Cashew Fettuccine Alfredo You'll need fettuccine and cashew‑cream as well as some grated Parmesan cheese. To simplify packing, break the long strands of fettuccine in half. Once in camp, cook the pasta and drain, remembering to set aside a cup of the cooking water. Now stir in cashew‑cream, adding cooking water as needed to yield the proper texture. Finish the dish off by adding the cheese. (Add more water to maintain a creamy consistency.) Season with salt and pepper to taste. Dinner is served.

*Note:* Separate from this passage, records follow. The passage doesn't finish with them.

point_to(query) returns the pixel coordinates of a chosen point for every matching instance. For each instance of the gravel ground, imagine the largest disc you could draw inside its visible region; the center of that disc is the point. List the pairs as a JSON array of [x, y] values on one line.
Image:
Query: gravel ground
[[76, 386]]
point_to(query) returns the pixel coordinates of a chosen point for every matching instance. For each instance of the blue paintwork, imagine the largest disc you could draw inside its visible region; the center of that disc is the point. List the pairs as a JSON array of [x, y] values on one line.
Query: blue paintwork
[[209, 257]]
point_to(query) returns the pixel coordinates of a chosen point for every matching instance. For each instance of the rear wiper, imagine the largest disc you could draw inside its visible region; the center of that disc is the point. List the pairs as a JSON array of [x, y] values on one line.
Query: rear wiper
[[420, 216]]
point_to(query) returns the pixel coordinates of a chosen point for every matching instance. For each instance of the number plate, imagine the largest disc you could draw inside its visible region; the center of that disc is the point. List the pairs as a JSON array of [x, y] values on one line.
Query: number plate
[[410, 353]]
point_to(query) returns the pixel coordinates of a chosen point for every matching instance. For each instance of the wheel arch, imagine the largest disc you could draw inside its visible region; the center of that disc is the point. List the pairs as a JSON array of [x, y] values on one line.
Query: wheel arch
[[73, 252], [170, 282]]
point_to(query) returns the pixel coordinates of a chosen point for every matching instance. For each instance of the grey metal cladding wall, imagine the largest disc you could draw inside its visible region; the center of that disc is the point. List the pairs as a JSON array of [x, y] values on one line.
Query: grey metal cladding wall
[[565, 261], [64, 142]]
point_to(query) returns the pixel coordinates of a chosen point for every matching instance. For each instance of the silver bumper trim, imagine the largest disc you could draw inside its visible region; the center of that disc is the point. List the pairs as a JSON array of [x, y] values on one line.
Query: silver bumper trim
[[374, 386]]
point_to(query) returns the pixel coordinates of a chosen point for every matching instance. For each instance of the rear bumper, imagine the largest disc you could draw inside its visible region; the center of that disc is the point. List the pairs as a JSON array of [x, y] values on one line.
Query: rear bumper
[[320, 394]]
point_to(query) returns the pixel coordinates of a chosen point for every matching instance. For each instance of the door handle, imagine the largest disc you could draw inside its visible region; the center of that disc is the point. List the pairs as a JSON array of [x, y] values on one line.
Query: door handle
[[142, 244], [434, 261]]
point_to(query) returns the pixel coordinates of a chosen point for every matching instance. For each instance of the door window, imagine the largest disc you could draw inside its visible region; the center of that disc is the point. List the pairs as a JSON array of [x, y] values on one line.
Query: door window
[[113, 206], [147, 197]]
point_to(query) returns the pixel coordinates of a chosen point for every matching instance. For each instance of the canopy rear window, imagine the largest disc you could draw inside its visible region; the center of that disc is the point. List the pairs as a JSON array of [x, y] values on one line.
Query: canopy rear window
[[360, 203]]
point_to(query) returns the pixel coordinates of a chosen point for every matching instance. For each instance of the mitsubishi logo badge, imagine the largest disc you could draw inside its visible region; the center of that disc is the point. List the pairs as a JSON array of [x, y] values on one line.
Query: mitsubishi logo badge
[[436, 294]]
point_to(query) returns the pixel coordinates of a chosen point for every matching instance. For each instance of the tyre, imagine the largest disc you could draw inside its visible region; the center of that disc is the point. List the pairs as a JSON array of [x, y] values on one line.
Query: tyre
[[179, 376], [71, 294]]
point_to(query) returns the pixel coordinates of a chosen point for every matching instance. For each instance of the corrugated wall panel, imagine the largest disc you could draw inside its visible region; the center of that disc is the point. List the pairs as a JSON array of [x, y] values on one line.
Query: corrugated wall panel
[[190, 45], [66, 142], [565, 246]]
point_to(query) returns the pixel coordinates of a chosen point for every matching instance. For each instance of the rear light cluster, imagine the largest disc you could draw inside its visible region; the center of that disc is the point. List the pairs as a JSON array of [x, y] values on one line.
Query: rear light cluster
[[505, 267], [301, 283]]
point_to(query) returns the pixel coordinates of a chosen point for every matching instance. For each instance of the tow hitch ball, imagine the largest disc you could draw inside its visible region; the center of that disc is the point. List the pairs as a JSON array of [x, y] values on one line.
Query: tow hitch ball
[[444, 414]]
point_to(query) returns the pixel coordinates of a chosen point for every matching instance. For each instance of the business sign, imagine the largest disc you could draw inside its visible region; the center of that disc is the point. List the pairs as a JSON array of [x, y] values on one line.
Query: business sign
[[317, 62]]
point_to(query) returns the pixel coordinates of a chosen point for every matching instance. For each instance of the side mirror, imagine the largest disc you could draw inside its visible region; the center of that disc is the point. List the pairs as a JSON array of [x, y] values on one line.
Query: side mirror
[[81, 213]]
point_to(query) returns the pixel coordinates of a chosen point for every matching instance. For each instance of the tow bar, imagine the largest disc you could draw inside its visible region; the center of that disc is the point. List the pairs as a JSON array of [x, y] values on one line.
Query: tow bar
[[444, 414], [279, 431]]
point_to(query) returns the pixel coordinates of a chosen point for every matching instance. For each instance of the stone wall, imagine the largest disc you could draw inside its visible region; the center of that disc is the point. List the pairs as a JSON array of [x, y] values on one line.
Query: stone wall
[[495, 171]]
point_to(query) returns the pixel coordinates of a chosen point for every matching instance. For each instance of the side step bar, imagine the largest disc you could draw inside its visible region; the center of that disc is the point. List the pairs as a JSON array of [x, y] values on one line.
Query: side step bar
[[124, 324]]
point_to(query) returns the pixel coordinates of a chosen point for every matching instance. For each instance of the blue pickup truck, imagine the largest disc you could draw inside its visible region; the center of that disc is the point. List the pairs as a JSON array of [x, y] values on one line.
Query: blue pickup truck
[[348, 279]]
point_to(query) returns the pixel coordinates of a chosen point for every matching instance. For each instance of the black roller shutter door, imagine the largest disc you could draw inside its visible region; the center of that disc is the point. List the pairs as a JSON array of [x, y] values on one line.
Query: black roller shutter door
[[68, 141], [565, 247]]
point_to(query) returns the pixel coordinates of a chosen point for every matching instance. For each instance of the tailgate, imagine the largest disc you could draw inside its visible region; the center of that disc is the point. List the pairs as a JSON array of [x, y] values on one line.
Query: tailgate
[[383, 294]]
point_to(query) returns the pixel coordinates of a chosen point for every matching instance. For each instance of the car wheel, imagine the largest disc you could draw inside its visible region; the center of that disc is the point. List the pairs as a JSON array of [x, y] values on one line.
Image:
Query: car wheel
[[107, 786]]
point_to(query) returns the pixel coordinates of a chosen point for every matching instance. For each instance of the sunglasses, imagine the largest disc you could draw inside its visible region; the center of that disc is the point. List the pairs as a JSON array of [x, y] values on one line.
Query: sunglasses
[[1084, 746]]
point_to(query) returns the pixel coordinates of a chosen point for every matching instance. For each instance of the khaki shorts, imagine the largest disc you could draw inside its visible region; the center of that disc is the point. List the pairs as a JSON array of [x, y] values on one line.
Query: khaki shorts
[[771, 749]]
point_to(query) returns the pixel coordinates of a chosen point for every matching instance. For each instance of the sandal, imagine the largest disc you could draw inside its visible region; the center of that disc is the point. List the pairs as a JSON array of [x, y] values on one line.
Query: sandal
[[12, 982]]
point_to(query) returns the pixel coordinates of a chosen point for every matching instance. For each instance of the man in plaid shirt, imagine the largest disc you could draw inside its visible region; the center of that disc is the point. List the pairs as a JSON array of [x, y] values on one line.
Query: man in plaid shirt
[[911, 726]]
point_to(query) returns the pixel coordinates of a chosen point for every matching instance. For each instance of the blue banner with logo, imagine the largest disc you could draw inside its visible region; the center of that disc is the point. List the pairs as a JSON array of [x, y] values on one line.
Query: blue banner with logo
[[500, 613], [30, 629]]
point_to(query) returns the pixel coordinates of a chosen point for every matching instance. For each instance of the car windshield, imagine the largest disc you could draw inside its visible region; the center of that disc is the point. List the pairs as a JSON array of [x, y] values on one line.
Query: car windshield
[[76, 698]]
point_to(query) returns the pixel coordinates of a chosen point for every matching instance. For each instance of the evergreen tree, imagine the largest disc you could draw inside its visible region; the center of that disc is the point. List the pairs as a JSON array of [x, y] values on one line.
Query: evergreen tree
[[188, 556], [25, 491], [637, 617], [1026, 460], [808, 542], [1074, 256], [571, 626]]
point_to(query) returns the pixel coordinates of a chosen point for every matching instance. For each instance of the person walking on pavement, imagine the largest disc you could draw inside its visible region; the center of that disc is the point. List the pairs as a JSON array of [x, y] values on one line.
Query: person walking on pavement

Don't be fooled. You might think that cashew‑cream would be too strongly flavored for use as a dairy‑cream substitute. It isn't. The flavor, while not at all dairy‑like, has a subtle, nutty savor all its own. It complements other ingredients rather than overwhelming them. Nor have we exhausted the possibilities. You can drizzle cashew‑cream over satays, stir it into pilaf, and heat it with a bit of cheese to make a fondue, or you can use it like ketchup on burgers, whether beef or mushroom. Try it on pancakes at breakfast, or — if you're an ambitious backcountry baker — use it as a sauce for brownies and pies. Experiment. The possibilities are limited only by your imagination.
Are you tired of peanuts? Then give cashews a try, instead. They're as delicious as they are nutritious, and they can be used in as many ways as peanuts can. If anything, they're even more versatile. Yes, they do cost a little more, but I think they're worth it. In any case, if you're nuts about nuts but glutted on goober peas, it's time for a change. Take my advice: Don't eschew cashews!